Other Masks sprung from WOJR’s unbuilt Mask House, a cabin designed for a client seeking a solitary place to grieve in the woods. Through this lens, WOJR created what they call “a range of artifacts that explore the periphery of architectural representation.”

Active Textile

The work of MIT’s Self-Assembly Lab is regularly publicized, whether it is the lab’s self-assembling chair or a rapid 3-D printing method developed with furniture manufacturer Steelcase that allows for super large prints in record time. The lab’s latest foray into active materials, Active Textile, is the culmination of a three-year partnership between lab founder Skylar Tibbits and Steelcase in programmable materials.

Imagine a world where, after buying a pair of pants, a store associate would then heat your clothes until they shrank to the desired fit. Or a high-rise office building where perforations in the shades automatically opened, closed, twisted, or bent to keep the amount of incoming sunlight consistent. In the same way that pine cones open their platelets as humidity swells the wood, the fabric of Active Textile mechanically reacts to light and heat.

The fabric has been treated to open and close in response to heat.

The fabric has been treated to open and close in response to heat (Courtesy the Self-Assembly Lab)

The team thinly shaved materials with different thermal coefficients—the temperatures at which they expand and contract—using a laser to minimize waste, and laminated the layers to form a responsive fabric. The fabric was stretched between a metal scaffolding.

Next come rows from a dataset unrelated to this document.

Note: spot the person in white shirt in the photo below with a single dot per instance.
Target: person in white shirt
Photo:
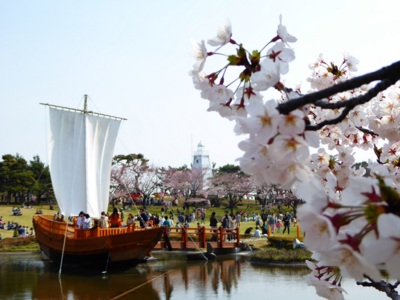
(103, 221)
(257, 233)
(87, 222)
(79, 221)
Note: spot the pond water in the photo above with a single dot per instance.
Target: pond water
(26, 276)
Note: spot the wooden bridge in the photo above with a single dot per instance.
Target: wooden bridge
(187, 238)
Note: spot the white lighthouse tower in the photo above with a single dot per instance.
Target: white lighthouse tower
(201, 160)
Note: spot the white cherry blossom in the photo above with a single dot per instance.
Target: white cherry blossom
(224, 35)
(283, 34)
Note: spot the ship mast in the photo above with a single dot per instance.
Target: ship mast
(85, 104)
(85, 111)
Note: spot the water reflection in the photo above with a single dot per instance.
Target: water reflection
(25, 276)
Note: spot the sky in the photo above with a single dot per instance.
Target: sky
(132, 59)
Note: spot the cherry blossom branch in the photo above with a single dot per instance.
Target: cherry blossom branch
(383, 286)
(350, 104)
(388, 74)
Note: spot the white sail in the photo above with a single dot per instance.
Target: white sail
(80, 154)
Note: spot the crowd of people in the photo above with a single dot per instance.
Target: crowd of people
(18, 230)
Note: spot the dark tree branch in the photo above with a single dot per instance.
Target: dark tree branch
(390, 73)
(349, 104)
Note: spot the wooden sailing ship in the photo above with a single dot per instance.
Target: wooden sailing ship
(80, 156)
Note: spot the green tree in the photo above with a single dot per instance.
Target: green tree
(16, 179)
(42, 189)
(232, 182)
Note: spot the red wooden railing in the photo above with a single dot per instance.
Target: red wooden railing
(190, 238)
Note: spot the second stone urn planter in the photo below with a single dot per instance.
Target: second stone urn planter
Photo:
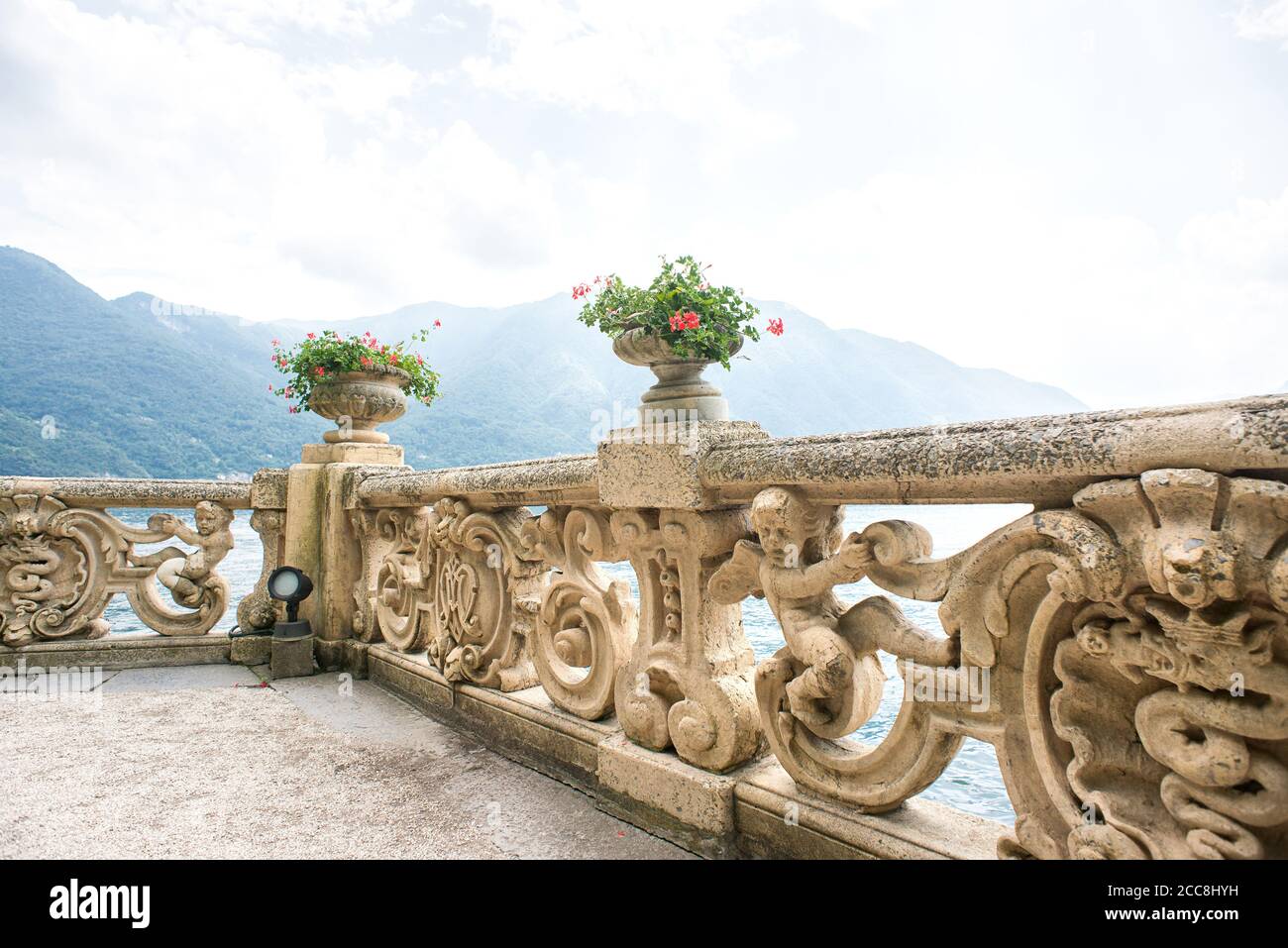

Applied-material designers Designtex digitally printed patterns on both sides; the front was printed to allow the fabric to curl in response to heat, while the back allowed light to shine through.

Active Textile is currently on view at the Cooper Hewitt, Smithsonian Design Museum’s The Senses: Design Beyond Vision exhibition through October 28. The Self-Assembly team is researching more commercial uses for the material, such as in self-adjusting furniture or programmable wall coverings.